Wild Ponies Make Annual Swim in Dense Fog For Chincoteague, Virginia Fire Department
CHINCOTEAGUE, Va. (AP) -- Between 150 and 200 wild ponies made the annual swim to the shore of this resort island in dense fog Wednesday morning.
''You couldn't see the crowd,'' said Evelyn Shotwell, the chamber of commerce's office manager. ''It was really foggy.''
The hot weather in recent days _ a high of nearly 100 degrees was expected Wednesday _ didn't appear to reduce the crowd of thousands of onlookers.
Shotwell said the town of about 3,500 seemed to be crowded with about the same number of people as the 40,000 who came for last year's event.
It took the ponies about five minutes to cross the 200-yard channel from Assateague, Md., a barrier island in the Atlantic Ocean, shortly after 8:30 a.m., Shotwell said.

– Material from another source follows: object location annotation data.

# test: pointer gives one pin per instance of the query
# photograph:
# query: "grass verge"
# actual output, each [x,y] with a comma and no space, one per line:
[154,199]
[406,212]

The ponies were then herded through town to a corral on the carnival grounds, where they will be sold at auction Thursday.
Yearlings and younger are sold to thin the herd and raise money for the Chincoteague Volunteer Fire Company, which cares for the ponies.
Ponies that aren't sold, as well as those donated back to the fire department, will swim back to roam again on Assateague, a national wildlife refuge.
The pony swim was made famous by Marguerite Henry's 1947 novel ''Misty of Chincoteague.'' This year's swim was the 80th organized by the fire department.